Game Guides
I have one of those Inside Out core memories. I was probably thirteen or so and I’m sitting next to a friend watching him play the newly released Final Fantasy 10. He’d come to stay at my house and brought his PlayStation with him just to keep playing. As I’m watching he’s in a battle against a strange blue monster called a chocobo eater. I watched my friend restart that battle a dozen times.
I was confused, the enemy wasn’t that hard.
As it turned out, there were two ways to win the battle. The first was to kill the monster the normal way, run its HP to zero. The second was to hit the right combination of moves to push the monster off a ledge. If you managed to push it off the ledge there was a slightly better reward. Nothing game changing but I must have watched him restart that battle a dozen times before he was finally able to nail it.
I had no idea this was an option.
Meanwhile, my friend sat playing with the Prima Strategy Guide open on his lap. Every new area he visited came with a five minute pause and a read to determine the location of each and every chest and secret in the area. I’m not one to yuck somebody’s yums but to me, especially as an observer, this was a very boring way to play video games. He was having fun so I said nothing but the idea of reading each step like a recipe and following it to the letter was far from exciting.
Years later, games like Diablo, DOTA and Path of Exile became wildly popular amongst people I played games with. All these years later, it felt like these games now expected you to have a guide at hand. Sure, you could play Path of Exile and try figure out the gems and skills on your own but chances are you’d be severely under powered compared to someone with a guide.
Again, I tried to play these games. They were fun for a time but eventually, working through each little step in a guide started to feel like a chore. Do what the guide says, try not to veer off the recommendations. Click when you need to and you should be fine.
Sometimes there’s a random chance to overcome, drops in PoE are far from certain but overall your playthrough is set. What I found in a lot of these games is you’d find them littered with people playing the exact same build. The top ones became popular and the there was little room for anything else.
You spent hours farming the end game drop rates looking for the perfect item, the game had shifted from skill to slot machine.

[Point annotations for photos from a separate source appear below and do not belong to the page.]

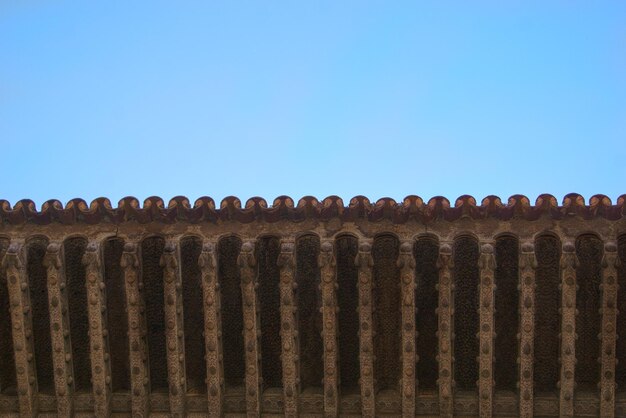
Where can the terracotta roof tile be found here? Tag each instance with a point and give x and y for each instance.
(179, 209)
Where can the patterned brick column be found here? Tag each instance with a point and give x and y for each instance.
(328, 285)
(21, 321)
(527, 264)
(608, 335)
(212, 328)
(174, 328)
(444, 331)
(288, 331)
(247, 265)
(568, 329)
(96, 307)
(487, 265)
(366, 347)
(406, 263)
(139, 379)
(60, 331)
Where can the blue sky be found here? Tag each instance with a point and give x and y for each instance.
(311, 98)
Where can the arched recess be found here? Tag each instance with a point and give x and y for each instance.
(229, 277)
(620, 349)
(267, 251)
(386, 294)
(37, 283)
(117, 319)
(506, 372)
(348, 316)
(589, 250)
(466, 277)
(426, 252)
(75, 275)
(193, 314)
(547, 316)
(7, 361)
(309, 315)
(152, 277)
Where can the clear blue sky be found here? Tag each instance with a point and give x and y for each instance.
(315, 98)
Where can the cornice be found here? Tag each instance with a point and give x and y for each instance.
(204, 209)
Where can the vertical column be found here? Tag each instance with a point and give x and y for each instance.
(327, 264)
(212, 328)
(174, 328)
(444, 316)
(406, 263)
(100, 370)
(528, 264)
(487, 265)
(609, 324)
(568, 328)
(22, 330)
(247, 264)
(136, 331)
(366, 344)
(288, 332)
(61, 351)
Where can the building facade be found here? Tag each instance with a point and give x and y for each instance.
(317, 309)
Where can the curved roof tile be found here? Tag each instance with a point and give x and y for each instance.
(411, 207)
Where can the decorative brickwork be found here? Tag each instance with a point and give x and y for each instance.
(315, 309)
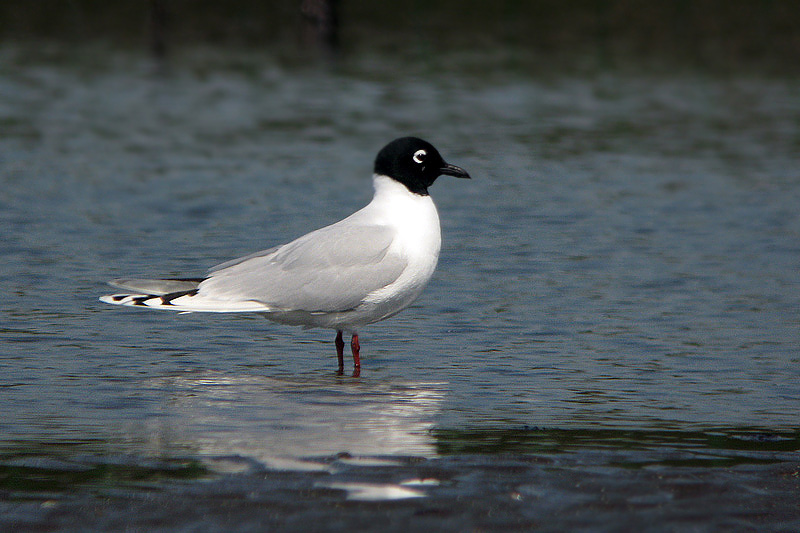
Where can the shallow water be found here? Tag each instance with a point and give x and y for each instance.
(610, 341)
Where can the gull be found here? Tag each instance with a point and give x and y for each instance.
(362, 269)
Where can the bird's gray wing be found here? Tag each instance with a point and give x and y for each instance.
(331, 269)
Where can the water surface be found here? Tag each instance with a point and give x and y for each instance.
(610, 341)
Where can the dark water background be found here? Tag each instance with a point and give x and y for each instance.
(610, 341)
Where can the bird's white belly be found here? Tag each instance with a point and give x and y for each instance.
(417, 241)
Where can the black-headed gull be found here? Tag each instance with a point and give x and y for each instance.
(360, 270)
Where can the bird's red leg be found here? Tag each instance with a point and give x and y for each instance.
(340, 351)
(355, 347)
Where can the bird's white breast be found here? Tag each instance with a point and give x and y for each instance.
(418, 240)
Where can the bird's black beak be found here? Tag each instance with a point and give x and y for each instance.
(452, 170)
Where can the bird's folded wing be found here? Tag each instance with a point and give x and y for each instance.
(331, 269)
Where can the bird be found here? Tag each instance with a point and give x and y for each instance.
(363, 269)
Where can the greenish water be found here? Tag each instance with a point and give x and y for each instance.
(610, 341)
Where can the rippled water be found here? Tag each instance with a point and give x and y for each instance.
(610, 341)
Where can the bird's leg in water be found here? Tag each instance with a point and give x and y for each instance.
(355, 347)
(340, 351)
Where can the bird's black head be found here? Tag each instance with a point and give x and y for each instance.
(414, 163)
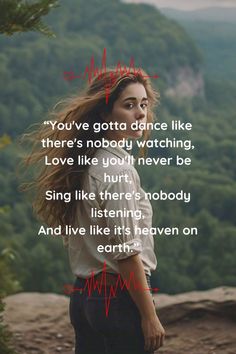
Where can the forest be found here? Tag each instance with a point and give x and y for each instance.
(32, 67)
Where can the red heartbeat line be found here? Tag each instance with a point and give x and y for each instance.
(92, 284)
(93, 71)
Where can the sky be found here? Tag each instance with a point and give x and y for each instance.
(188, 4)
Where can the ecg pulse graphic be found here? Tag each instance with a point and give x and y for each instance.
(91, 71)
(91, 285)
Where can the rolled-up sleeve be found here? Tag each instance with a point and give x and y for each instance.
(126, 218)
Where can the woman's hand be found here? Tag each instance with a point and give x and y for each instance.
(153, 333)
(151, 326)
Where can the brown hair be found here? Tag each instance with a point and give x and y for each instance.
(89, 107)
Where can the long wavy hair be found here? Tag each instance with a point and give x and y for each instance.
(89, 106)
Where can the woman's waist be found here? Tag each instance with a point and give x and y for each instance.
(102, 279)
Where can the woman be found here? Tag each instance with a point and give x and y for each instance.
(110, 249)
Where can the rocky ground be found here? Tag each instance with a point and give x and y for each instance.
(195, 322)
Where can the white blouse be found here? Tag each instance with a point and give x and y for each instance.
(113, 223)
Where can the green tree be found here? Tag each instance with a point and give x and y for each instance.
(19, 16)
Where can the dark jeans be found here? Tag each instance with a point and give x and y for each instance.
(95, 333)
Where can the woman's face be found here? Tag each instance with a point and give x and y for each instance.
(130, 107)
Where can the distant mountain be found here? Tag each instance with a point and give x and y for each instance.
(214, 14)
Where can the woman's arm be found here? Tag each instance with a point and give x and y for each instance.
(152, 329)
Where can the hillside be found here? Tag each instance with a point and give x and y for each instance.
(32, 68)
(211, 14)
(214, 31)
(197, 322)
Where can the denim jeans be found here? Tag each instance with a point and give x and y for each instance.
(95, 333)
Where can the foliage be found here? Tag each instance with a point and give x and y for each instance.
(20, 16)
(32, 81)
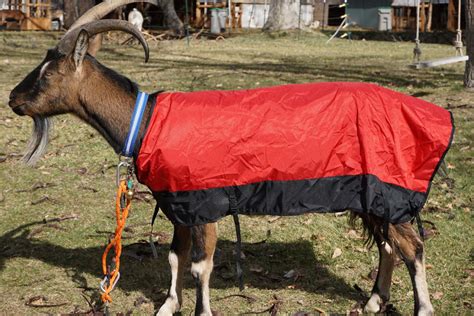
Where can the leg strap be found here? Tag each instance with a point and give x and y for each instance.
(238, 246)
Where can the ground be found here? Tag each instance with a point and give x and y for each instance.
(55, 218)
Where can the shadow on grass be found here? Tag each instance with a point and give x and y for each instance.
(141, 272)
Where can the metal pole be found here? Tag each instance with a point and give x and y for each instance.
(186, 21)
(299, 18)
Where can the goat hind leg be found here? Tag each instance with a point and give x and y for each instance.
(177, 257)
(410, 247)
(204, 238)
(381, 290)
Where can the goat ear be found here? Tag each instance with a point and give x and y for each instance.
(80, 50)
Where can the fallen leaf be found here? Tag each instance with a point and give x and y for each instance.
(337, 252)
(290, 274)
(437, 295)
(256, 269)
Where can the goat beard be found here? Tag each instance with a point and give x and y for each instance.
(39, 140)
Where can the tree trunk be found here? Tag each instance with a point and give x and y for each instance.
(73, 9)
(469, 72)
(283, 15)
(172, 20)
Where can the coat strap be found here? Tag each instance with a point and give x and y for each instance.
(238, 247)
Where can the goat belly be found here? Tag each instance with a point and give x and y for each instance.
(293, 149)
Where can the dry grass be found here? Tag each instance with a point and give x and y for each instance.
(60, 260)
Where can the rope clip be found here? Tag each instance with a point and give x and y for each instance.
(124, 171)
(106, 282)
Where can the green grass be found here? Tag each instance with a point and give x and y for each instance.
(61, 261)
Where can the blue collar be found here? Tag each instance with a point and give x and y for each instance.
(135, 123)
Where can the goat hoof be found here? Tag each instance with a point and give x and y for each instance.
(374, 304)
(426, 311)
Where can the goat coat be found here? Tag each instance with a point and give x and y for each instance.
(293, 149)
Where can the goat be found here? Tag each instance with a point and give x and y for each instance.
(71, 80)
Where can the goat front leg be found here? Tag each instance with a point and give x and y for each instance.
(381, 290)
(177, 257)
(410, 246)
(204, 238)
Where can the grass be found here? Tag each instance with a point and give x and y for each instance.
(58, 263)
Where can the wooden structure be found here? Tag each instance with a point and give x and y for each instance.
(404, 16)
(27, 15)
(202, 8)
(439, 15)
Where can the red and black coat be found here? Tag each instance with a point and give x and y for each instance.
(293, 149)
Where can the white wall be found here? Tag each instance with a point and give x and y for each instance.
(255, 16)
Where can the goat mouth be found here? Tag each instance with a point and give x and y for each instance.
(19, 109)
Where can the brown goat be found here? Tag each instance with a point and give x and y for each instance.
(69, 80)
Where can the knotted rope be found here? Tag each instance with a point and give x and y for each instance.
(112, 274)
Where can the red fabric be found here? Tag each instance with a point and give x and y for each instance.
(213, 139)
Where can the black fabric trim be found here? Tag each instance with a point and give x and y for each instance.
(359, 193)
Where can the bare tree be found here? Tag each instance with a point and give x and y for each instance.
(469, 72)
(73, 9)
(283, 15)
(172, 20)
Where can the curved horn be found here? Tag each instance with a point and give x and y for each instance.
(102, 9)
(67, 43)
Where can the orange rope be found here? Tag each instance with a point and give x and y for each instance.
(121, 214)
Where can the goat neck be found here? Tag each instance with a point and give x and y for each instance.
(106, 102)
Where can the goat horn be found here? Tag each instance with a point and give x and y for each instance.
(67, 43)
(102, 9)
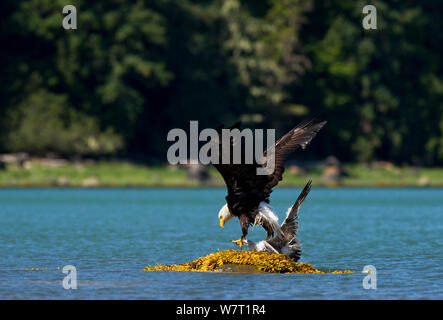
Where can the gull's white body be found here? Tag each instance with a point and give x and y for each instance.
(264, 215)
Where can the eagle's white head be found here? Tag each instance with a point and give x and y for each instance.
(224, 215)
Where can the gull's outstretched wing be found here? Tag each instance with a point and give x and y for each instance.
(289, 226)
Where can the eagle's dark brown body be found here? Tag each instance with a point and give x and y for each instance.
(247, 189)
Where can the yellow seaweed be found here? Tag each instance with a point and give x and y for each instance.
(264, 261)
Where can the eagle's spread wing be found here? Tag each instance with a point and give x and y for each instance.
(246, 189)
(300, 136)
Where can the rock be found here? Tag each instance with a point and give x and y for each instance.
(296, 170)
(423, 181)
(90, 182)
(198, 172)
(238, 268)
(333, 171)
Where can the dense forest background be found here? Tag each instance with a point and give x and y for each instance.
(133, 70)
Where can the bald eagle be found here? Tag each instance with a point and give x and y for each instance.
(248, 192)
(285, 241)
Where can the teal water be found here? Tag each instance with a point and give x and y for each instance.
(110, 234)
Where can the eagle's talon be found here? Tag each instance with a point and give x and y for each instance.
(238, 242)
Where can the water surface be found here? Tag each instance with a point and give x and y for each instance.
(110, 234)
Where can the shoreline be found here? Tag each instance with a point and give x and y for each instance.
(124, 174)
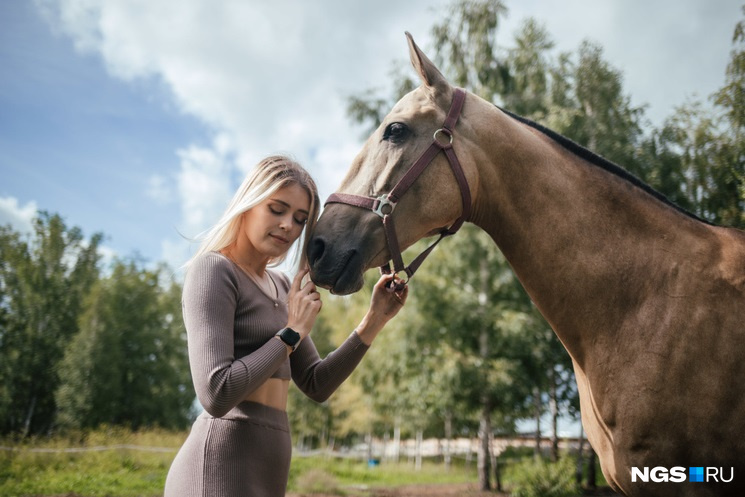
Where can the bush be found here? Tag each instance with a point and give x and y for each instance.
(544, 479)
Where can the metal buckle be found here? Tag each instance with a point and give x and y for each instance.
(383, 202)
(446, 132)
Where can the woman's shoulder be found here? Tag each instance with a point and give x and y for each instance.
(209, 264)
(283, 281)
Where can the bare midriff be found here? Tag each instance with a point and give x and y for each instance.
(272, 393)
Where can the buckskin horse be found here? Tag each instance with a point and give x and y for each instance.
(648, 300)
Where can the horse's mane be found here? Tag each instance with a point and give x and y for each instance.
(601, 162)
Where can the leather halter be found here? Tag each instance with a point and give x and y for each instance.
(385, 204)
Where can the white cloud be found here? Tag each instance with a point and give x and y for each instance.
(204, 185)
(19, 217)
(159, 189)
(271, 77)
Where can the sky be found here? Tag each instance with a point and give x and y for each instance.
(139, 118)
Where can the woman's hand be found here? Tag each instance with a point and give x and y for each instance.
(303, 305)
(384, 305)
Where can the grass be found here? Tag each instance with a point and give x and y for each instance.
(115, 467)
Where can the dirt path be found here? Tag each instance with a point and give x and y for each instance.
(460, 490)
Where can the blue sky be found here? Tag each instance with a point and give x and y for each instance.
(138, 118)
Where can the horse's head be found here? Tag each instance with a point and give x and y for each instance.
(349, 239)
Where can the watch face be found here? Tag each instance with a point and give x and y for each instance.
(290, 336)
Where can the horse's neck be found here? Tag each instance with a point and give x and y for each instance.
(584, 242)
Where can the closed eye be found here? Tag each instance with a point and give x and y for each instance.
(396, 133)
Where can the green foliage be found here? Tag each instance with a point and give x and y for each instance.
(123, 463)
(544, 479)
(128, 365)
(318, 481)
(44, 279)
(78, 349)
(112, 467)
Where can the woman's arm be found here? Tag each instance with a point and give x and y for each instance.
(209, 301)
(319, 378)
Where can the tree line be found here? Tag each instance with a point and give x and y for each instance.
(82, 345)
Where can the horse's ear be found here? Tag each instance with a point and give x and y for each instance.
(431, 76)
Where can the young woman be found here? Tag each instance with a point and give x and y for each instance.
(248, 334)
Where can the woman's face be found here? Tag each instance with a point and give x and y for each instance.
(272, 226)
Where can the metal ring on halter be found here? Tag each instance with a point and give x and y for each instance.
(384, 201)
(447, 132)
(392, 286)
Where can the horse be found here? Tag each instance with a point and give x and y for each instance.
(648, 299)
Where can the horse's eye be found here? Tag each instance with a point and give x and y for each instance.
(396, 132)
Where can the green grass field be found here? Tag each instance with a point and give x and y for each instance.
(118, 463)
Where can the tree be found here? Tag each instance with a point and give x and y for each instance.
(44, 279)
(477, 307)
(128, 365)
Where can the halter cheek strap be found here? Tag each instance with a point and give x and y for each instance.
(384, 205)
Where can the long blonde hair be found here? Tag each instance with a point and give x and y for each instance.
(268, 176)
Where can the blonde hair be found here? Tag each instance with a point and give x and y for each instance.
(271, 174)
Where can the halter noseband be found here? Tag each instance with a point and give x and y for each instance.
(385, 204)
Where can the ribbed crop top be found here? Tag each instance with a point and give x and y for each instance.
(231, 323)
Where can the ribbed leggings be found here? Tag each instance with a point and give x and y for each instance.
(243, 454)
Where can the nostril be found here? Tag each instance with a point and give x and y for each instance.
(316, 247)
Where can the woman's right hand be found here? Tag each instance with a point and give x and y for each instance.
(303, 305)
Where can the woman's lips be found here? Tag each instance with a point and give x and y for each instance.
(280, 239)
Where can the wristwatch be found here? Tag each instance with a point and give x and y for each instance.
(290, 337)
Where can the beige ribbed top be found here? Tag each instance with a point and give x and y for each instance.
(230, 324)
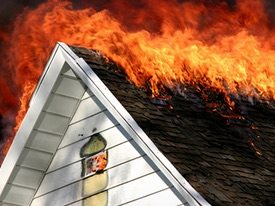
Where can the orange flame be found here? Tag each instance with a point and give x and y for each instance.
(164, 43)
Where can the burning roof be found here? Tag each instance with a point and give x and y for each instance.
(221, 46)
(224, 153)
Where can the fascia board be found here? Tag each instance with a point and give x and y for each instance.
(39, 98)
(92, 81)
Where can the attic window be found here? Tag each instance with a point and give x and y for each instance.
(95, 163)
(94, 154)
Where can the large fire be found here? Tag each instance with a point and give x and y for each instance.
(229, 47)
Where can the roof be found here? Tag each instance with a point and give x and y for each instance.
(64, 81)
(225, 153)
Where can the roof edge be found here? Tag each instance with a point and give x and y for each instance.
(37, 102)
(93, 82)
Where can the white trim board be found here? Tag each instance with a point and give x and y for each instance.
(63, 54)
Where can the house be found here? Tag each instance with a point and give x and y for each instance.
(90, 137)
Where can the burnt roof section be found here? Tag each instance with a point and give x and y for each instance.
(226, 154)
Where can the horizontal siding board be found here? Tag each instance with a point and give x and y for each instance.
(59, 197)
(19, 195)
(70, 87)
(43, 141)
(61, 105)
(136, 189)
(161, 198)
(26, 177)
(71, 153)
(52, 123)
(87, 107)
(117, 175)
(120, 194)
(87, 127)
(35, 159)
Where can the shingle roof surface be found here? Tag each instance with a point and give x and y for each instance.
(227, 156)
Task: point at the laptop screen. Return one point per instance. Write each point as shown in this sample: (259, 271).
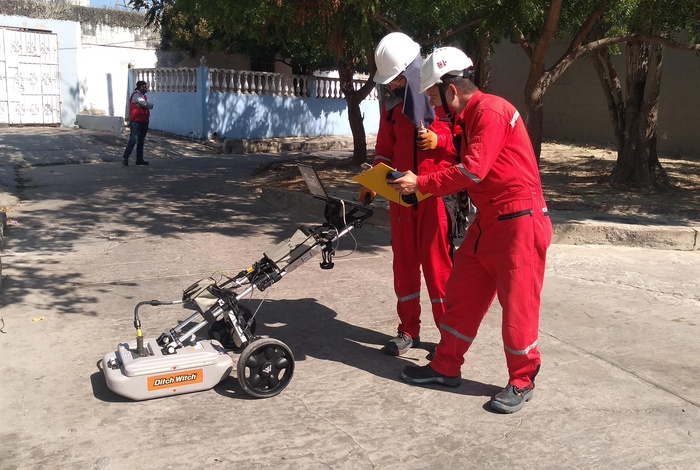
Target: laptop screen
(312, 181)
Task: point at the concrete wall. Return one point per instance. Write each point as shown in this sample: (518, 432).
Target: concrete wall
(96, 47)
(575, 108)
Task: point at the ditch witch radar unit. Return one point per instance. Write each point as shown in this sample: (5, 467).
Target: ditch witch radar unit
(179, 362)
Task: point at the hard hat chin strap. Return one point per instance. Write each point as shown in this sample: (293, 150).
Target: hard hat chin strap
(443, 100)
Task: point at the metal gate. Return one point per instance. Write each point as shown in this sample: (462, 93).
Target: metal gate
(29, 85)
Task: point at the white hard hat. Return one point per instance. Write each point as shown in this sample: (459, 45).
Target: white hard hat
(443, 61)
(393, 54)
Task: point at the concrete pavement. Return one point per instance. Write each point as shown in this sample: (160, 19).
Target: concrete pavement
(619, 337)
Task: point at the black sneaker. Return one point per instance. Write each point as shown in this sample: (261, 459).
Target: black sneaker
(401, 344)
(512, 398)
(426, 375)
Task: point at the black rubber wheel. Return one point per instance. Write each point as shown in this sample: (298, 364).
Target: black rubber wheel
(265, 367)
(221, 331)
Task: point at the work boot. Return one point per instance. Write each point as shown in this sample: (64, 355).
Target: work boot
(415, 375)
(401, 344)
(512, 398)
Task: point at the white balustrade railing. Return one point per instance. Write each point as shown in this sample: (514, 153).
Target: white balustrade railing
(166, 79)
(259, 83)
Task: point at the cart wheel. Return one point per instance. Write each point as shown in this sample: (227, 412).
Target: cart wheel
(220, 331)
(265, 367)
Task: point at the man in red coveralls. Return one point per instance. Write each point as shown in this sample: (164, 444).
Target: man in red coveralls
(139, 115)
(505, 248)
(420, 232)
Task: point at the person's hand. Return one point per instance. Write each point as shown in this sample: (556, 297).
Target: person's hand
(427, 140)
(404, 185)
(366, 195)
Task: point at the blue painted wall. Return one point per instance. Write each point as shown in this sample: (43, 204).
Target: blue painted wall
(199, 114)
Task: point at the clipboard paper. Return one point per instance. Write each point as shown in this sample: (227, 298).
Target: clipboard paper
(375, 179)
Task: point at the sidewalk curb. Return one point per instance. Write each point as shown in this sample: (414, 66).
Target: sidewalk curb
(585, 229)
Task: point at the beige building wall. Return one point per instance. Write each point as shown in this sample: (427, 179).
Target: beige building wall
(575, 108)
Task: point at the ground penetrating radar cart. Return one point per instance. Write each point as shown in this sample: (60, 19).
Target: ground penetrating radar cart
(179, 361)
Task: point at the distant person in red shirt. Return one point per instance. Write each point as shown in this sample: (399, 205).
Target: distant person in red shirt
(139, 113)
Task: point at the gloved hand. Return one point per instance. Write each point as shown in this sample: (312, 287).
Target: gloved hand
(427, 140)
(366, 195)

All of this isn’t to say I don’t enjoy games full of grind. I’ve clocked my fair share of hours in Monster Hunter where some drop percentages are in the low single digits. The difference there for me is that all of the information lives within the game. Sure, you can look up the drop rates but the parts and pathways for every weapon and armor are right there in the game. If you’re happy with using ‘rarity’ as a vague proxy for drop rates you could play start-to-finish without ever looking up a guide.
To me, its the option of looking at a guide that makes the difference. Lots of games these days have packed in so many sets of collectables, obscure secrets and high difficulty pathways that you’re almost never going to get it all done alone. Sure, 100% completion isn’t everyone’s goal and I’ve left plenty of games after a satisfying 75% of achievements but there seems to be a push for more content that is being mistakenly equated to being a better game.
I want immersion not an endless collectathon and that coveted platinum trophy or final steam achievement.
I know that everyone enjoys games differently, but to me there’s something that's been lost. Some games, because of technology or budget end up smaller. They have secrets for sure but they were often games you’d play through a few times. I know where plenty of secrets are in Ocarina of Time and Mario 64 because I ran through them so many times as a kid.
Even looking at more recent games, I could point at games like Slay the Spire where the rounds are short enough that you can start to learn the combinations of relics and cards that work well together. There are build guides a plenty for Slay the Spire but I never felt I needed to look at one to have fun.
There’s a sense of discovery in working things out that feels like a much larger victory than hitting the 100% mark.